Je veux mal à cette coutume d’interdire aux enfants l’appellation paternelle, et leur en enjoindre une étrangère, comme plus révérentielle, nature n’ayant volontiers pas suffisamment pourvu à notre autorité[1]. Nous appelons Dieu tout-puissant Père, et dédaignons que nos enfants nous en appellent : j’ai réformé cette erreur en ma famille[2]. C’est aussi folie et injustice de priver les enfants qui sont en âge de la familiarité des pères, et vouloir maintenir en leur endroit une morgue austère et dédaigneuse, espérant par là les tenir en crainte et obéissance ; car c’est une farce très-inutile, qui rend les pères ennuyeux aux enfants, et, qui pis est, ridicules. Ils ont la jeunesse et les forces en la main, et, par conséquent, le vent et la faveur du monde, et reçoivent avec moquerie ces mines fières et tyranniques d’un homme qui n’a plus de sang ni au cœur ni aux veines ; vrais épouvantails de chènevière. Quand je pourrais me faire craindre, j’aimerais encore mieux me faire aimer. Il y a tant de sortes de défauts en la vieillesse, tant d’impuissance ; elle est si propre au mépris, que le meilleur acquêt qu’elle puisse faire, c’est l’affection et amour des siens ; le commandement et la crainte, ce ne sont plus ses armes.

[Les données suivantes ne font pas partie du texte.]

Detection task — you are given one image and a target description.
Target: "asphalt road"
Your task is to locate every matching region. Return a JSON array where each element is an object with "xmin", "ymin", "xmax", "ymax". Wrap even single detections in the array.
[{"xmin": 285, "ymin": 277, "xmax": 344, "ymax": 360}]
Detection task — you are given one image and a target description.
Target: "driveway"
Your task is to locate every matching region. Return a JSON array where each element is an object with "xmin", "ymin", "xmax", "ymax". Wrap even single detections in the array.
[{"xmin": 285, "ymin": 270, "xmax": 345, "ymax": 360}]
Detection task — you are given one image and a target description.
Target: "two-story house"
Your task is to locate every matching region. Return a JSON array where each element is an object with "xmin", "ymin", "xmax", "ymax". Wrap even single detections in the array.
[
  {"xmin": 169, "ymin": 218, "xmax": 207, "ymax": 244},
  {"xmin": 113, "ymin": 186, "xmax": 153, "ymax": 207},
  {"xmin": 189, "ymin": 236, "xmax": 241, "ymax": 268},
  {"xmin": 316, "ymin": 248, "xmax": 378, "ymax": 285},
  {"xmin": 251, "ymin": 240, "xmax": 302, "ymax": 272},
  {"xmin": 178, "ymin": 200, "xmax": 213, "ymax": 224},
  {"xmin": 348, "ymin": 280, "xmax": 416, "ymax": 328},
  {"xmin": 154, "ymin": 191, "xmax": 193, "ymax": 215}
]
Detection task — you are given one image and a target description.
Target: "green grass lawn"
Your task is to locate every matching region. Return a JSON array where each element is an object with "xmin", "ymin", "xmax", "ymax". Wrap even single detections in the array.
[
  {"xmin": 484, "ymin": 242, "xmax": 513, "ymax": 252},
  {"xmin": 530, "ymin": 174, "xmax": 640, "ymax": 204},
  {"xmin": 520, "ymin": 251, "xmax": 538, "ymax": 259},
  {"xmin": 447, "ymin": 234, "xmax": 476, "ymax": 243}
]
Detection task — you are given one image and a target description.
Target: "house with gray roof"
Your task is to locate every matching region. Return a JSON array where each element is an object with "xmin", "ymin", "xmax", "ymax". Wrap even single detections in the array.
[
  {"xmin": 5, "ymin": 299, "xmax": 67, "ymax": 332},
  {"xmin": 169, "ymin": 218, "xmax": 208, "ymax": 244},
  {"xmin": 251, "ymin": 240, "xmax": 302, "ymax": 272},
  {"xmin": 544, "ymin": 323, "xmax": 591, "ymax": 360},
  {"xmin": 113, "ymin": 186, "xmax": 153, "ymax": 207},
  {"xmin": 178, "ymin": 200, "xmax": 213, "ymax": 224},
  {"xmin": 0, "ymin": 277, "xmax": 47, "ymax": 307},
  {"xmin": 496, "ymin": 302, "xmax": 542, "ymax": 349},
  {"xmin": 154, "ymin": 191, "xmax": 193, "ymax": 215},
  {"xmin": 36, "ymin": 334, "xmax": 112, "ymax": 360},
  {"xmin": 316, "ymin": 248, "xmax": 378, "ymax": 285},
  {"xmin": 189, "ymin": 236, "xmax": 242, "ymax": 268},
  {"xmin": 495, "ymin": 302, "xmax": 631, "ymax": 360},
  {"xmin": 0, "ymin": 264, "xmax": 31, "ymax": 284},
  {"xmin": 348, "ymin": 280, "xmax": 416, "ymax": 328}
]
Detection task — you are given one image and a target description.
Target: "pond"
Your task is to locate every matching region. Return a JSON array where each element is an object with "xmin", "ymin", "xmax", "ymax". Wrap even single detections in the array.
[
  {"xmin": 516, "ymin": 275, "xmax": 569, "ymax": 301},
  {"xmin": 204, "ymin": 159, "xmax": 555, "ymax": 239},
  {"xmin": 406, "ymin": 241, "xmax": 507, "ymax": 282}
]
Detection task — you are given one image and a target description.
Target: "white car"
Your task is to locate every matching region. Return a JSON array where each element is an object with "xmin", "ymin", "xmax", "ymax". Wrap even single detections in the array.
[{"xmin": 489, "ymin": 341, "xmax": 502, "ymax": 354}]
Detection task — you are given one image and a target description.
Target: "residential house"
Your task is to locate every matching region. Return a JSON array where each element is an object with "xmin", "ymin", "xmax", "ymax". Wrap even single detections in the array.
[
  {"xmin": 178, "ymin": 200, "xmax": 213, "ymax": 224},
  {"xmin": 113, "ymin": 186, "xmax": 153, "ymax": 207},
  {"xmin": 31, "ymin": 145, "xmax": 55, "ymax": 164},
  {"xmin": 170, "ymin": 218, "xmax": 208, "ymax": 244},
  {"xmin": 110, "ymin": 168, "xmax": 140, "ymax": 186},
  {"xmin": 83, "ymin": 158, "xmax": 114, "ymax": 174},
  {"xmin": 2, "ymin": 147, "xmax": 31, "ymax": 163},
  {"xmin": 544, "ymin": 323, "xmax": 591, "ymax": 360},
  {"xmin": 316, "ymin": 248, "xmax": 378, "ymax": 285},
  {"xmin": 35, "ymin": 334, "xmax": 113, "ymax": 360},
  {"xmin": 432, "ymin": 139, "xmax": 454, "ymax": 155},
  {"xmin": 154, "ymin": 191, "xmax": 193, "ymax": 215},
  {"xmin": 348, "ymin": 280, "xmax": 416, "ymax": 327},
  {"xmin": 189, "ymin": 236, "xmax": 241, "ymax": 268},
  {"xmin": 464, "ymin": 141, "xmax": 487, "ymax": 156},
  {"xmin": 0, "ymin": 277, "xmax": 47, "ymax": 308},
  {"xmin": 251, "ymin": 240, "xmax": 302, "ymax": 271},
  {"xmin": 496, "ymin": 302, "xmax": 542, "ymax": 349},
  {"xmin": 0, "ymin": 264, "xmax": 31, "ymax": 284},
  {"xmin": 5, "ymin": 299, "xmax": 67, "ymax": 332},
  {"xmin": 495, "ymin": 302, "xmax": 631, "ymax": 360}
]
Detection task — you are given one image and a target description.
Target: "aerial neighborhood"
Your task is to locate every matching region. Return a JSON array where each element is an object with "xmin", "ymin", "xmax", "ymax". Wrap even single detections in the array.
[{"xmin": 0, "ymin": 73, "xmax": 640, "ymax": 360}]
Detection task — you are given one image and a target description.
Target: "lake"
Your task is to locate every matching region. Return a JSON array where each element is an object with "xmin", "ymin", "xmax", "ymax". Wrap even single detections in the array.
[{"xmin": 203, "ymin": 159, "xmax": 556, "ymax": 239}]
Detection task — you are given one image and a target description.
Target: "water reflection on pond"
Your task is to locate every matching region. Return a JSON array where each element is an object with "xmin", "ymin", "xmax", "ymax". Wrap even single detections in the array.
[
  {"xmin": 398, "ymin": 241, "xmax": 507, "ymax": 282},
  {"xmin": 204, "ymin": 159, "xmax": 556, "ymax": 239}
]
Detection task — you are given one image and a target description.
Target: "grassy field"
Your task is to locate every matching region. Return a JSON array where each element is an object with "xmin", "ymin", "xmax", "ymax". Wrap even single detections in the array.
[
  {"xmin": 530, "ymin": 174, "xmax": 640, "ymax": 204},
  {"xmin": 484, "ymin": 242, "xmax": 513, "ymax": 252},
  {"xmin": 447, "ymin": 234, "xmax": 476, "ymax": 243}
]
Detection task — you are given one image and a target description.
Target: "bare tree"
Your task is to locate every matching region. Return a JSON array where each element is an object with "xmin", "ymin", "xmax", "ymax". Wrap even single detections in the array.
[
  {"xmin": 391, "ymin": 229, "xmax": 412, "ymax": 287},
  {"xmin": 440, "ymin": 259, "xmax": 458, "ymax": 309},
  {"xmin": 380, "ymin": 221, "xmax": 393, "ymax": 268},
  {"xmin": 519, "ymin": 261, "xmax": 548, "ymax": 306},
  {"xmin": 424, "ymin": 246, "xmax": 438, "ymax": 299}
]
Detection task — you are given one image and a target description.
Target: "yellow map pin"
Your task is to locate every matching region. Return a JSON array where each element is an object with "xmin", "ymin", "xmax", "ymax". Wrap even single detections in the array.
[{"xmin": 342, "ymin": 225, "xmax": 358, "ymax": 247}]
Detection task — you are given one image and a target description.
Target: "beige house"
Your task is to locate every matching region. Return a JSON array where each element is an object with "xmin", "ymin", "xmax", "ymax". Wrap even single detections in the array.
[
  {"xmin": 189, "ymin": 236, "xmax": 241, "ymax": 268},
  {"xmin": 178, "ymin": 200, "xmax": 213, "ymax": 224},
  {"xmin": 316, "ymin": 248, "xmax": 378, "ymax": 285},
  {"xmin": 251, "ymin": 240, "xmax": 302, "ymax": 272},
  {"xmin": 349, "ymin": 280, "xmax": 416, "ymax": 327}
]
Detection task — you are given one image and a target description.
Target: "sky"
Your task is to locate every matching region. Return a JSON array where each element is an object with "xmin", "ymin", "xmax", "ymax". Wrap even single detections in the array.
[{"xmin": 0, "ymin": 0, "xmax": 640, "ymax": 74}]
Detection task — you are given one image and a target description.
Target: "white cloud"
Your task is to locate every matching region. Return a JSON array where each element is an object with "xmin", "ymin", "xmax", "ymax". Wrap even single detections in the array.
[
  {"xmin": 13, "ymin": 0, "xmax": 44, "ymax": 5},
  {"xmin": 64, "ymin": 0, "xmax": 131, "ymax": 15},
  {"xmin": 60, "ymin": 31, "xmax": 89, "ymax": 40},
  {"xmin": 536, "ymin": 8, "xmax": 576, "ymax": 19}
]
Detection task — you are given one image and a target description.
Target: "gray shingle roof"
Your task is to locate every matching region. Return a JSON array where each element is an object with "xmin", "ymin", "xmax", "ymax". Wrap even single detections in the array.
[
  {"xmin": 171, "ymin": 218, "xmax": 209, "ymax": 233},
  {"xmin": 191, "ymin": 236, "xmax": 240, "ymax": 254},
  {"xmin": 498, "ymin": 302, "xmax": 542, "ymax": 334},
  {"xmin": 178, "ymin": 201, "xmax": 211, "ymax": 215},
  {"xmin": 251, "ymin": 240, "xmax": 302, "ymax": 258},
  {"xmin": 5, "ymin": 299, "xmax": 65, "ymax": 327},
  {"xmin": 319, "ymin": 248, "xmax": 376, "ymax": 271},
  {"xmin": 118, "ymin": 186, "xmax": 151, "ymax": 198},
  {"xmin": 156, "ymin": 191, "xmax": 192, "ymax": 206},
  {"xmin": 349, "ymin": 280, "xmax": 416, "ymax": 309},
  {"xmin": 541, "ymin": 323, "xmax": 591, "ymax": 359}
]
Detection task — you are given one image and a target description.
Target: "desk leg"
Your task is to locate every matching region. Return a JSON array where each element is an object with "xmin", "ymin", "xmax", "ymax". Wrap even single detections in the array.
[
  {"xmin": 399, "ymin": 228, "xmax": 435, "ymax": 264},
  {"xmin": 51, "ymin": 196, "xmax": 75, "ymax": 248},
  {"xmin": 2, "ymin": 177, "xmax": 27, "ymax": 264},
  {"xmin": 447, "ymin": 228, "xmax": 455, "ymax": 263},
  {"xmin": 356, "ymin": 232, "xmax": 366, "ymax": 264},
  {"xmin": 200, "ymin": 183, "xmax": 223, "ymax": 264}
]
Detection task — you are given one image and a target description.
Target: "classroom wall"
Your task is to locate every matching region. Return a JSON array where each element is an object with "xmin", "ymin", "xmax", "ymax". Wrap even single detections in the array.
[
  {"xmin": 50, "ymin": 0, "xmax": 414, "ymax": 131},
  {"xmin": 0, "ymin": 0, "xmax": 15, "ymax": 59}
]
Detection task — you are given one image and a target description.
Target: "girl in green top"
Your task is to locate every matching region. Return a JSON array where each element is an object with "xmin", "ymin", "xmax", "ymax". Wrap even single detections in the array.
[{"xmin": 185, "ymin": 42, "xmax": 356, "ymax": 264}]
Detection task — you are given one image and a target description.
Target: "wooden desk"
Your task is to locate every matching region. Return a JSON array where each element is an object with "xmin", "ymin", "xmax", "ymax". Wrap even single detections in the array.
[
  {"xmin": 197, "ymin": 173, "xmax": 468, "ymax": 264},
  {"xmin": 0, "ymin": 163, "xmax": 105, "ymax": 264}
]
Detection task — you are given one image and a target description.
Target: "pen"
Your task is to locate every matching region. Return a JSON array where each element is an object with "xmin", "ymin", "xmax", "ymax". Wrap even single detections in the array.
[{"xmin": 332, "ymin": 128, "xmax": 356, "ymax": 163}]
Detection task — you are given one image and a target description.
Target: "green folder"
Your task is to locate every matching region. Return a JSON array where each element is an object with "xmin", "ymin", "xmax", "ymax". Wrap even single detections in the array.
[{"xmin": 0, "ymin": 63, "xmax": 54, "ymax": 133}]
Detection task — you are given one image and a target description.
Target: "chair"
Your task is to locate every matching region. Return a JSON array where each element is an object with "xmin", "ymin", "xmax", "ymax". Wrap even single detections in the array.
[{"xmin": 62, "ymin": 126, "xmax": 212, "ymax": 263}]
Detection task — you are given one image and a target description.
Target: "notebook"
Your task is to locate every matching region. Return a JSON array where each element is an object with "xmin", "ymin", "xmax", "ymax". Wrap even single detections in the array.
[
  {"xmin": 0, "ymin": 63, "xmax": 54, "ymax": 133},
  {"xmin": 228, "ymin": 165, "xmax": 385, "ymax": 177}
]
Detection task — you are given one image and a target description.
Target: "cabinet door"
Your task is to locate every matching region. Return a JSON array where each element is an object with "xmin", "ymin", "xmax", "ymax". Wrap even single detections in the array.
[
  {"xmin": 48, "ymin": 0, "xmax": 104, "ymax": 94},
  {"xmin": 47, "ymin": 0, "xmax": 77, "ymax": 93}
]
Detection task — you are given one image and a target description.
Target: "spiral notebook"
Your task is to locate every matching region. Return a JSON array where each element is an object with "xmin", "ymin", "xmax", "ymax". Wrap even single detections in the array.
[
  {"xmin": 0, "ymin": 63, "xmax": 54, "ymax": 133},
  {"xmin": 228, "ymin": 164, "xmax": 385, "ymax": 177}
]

J’en ai vu quelqu’un, duquel la jeunesse avait été très-impérieuse ; quand c’est venu sur l’âge, quoiqu’il le passe

  1. Comme si la nature n’avait, pas assez bien pour eu à notre autorité.
  2. Le bon roi Henri IV la réforma aussi dans sa famille : « Car il ne voulait pas, dit Pérélixe, que ses enfants l’appelassent monsieur, nom qui semble rendre les enfants étrangers à leur père, et qui marque la servitude et la sujétion, mais qu’ils l’appelassent papa, nom de tendresse et d’amour. » (Hist. de Henri-le-Grand.)